It's QUITE large (11GiB) so I had a lot of memory issues, finally I launched a c4.8xlarge instance. The problem is that even with --VERBOSE flag I don't know where I am having the problem. The job just stops running and as it's always running for a Looong time the ssh connection is often closed so I'm not able to see the verbose printuout always. I have tried to access the logs but I can not find them!!
Hi!
Looks like you are encountering memory issues due to large dataset (218 samples with a lot of sequences in each sample!).
You could try to decrease the number of threads (2-4) and if it possible to increase allocated memory (if you use HPC), or use a more powerful machine.
Hi @danielavarelat,
I don't think you'll be able to recover log files when the ssh connection is interrupted, and it's likely that the interruption of the ssh connection is causing the failure. As a next step, I recommend that you use tmux to allow your job to continue even if the ssh connection is interrupted. This will either allow the job to finish sucessfully, or allow you to re-connect to the server and see the full error message, which will include a path to the log file, if the job doesn't finish.
This post provides a good discussion of how to use tmux for this. It's likely that tmux is already installed on the system you're using, but if not you can install it or use screen.
Do you want to give this a try and let us know how it goes?
(Forum moderators: please correct me if I'm wrong and there is a reliable way to access the error log here.)
Hi, I was able to run it in the backgroup and save the --verbose to a file.
However, when moving into feature-classifier I have again a memory issue. I know there's a long discussion about it but I have tried everything and I can´t find a way to run it with silva.
Hi @danielavarelat,
Glad to hear that you were able to get past the DADA2 step!
Memory issues when classifying with Silva is a known problem. Some relatively recent discussion of this, and tips, are consolidated in this post by @Nicholas_Bokulich.

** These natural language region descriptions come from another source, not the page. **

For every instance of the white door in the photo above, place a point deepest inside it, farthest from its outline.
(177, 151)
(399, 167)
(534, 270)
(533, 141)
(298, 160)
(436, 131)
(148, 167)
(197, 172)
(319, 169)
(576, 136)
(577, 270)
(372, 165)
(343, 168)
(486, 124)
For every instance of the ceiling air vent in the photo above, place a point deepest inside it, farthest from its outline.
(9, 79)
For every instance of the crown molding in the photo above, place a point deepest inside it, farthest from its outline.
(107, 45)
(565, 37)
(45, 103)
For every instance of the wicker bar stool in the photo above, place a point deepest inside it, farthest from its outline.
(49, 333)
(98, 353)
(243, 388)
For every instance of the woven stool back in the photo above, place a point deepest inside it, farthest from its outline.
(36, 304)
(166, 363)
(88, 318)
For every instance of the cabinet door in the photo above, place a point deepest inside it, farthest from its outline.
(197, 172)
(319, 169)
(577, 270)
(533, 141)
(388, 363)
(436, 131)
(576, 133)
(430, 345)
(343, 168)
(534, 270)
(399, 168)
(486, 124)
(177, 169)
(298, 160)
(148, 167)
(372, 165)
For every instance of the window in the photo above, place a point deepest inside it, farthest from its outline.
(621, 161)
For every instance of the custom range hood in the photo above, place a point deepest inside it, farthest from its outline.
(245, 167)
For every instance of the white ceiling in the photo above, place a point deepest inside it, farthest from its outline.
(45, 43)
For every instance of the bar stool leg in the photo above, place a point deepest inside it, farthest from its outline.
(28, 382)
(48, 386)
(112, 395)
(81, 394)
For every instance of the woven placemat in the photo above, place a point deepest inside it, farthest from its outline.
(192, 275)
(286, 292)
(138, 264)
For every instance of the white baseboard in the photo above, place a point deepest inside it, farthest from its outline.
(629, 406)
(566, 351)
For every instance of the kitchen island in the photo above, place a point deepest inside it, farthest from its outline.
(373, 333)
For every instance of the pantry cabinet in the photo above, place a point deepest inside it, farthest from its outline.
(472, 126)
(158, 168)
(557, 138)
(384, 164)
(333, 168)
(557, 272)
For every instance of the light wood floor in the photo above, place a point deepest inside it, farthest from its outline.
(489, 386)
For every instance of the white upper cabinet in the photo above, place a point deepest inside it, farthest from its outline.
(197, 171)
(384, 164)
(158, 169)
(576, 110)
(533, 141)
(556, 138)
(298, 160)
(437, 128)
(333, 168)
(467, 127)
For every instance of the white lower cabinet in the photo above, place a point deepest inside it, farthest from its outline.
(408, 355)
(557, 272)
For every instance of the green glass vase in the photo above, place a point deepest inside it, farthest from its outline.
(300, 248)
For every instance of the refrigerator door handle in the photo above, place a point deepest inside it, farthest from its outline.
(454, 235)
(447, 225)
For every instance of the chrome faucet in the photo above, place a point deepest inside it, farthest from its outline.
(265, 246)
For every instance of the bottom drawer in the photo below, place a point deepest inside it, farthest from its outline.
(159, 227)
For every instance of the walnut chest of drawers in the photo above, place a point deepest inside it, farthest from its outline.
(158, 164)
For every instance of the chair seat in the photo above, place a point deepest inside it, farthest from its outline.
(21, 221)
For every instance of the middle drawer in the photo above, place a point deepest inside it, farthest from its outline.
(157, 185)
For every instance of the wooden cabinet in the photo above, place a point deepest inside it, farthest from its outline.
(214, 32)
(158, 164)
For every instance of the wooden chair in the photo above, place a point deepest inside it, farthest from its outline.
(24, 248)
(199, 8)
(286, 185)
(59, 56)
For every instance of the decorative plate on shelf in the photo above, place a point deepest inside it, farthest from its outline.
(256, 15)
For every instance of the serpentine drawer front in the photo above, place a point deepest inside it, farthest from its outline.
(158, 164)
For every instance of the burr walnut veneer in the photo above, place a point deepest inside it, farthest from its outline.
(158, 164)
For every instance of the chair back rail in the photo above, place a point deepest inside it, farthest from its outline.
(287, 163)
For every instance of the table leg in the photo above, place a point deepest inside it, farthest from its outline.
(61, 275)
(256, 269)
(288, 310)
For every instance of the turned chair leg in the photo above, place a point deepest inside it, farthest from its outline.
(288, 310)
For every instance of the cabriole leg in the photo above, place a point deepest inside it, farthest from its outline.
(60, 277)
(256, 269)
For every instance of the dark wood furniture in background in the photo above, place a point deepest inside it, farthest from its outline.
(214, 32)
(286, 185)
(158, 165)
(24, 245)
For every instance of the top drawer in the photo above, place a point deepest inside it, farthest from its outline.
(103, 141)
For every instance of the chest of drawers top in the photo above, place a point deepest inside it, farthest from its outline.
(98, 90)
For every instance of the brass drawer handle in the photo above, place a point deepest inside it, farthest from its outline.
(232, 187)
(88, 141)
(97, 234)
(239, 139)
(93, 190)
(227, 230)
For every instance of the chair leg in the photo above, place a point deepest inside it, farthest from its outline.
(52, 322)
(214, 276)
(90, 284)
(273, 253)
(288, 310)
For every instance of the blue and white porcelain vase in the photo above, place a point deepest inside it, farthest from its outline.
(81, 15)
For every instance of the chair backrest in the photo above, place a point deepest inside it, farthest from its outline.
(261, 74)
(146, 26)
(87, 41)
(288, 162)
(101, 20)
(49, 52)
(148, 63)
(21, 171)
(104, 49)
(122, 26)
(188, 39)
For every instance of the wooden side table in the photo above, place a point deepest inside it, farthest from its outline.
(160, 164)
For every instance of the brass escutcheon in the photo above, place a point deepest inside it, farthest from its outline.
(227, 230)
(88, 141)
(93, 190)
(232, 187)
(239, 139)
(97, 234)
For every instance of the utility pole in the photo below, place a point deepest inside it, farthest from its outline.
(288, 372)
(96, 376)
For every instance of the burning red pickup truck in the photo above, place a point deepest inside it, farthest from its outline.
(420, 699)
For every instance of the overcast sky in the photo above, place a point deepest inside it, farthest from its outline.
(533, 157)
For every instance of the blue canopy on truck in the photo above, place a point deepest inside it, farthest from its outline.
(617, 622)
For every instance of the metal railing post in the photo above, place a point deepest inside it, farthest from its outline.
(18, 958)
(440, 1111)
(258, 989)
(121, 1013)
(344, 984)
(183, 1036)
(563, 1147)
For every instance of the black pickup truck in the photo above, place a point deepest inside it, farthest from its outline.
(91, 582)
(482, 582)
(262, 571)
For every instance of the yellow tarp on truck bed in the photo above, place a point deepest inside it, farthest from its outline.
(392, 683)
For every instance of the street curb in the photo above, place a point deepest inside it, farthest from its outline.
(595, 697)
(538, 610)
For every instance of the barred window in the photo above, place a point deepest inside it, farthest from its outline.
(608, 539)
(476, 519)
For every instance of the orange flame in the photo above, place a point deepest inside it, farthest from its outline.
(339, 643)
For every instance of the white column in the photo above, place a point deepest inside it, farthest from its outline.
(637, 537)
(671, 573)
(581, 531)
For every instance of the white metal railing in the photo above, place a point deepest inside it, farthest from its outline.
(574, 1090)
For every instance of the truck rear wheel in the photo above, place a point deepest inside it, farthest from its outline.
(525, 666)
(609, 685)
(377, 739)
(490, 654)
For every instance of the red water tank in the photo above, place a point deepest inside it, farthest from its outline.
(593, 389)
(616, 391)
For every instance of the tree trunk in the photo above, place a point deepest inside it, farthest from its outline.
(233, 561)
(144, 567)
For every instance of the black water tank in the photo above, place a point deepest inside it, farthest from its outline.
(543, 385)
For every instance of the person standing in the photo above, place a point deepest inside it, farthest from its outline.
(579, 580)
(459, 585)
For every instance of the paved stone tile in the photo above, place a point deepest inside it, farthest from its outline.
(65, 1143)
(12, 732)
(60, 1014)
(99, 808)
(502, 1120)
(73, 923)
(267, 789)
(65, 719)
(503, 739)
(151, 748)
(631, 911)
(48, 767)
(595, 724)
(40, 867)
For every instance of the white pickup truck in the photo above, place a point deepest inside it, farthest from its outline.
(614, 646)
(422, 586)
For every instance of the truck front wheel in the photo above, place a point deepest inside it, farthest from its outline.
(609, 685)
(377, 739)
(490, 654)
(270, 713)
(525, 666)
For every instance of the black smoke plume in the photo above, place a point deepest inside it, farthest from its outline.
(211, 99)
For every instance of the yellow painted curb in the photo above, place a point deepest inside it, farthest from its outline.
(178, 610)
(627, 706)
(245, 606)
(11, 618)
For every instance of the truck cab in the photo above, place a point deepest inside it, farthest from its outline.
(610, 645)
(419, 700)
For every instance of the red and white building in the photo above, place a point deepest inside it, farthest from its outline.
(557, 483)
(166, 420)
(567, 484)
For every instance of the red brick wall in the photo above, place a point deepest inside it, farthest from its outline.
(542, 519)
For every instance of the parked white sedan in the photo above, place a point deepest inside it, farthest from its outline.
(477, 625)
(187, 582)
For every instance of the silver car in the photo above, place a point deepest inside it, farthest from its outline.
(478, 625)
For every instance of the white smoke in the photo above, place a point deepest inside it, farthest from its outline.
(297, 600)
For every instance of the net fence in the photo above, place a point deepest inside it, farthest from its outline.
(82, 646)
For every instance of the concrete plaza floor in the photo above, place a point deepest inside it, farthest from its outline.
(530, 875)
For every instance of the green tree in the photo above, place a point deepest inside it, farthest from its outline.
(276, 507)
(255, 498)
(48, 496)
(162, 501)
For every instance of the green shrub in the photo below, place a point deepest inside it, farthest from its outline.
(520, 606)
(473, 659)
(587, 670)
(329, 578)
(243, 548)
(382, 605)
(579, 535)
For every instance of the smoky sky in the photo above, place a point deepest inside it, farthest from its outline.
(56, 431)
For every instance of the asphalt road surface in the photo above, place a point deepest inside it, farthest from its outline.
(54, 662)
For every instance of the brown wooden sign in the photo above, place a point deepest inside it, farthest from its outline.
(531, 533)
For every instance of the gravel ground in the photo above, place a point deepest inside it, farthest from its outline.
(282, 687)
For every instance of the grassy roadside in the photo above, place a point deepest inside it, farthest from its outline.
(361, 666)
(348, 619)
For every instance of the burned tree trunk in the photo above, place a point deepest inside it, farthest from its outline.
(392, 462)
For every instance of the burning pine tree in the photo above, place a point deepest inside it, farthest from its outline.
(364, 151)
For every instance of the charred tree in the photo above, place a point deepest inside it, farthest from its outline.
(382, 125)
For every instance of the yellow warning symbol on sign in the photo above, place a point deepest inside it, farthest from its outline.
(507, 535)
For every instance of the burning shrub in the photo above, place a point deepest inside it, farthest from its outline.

@Mehrbod_Estaki also suggested that filtering low abundance features might help at this stage. You could do that with qiime feature-table filter-features --p-min-samples 2 ... (to include only features/ASVs that are present in at least two samples). You would do that filtering on your feature table, and then filter the features from your repseq.qza file using qiime feature-table filter-seqs --i-table .... This type of filter can reduce the feature count by as much as half sometimes, which can help a bit with memory.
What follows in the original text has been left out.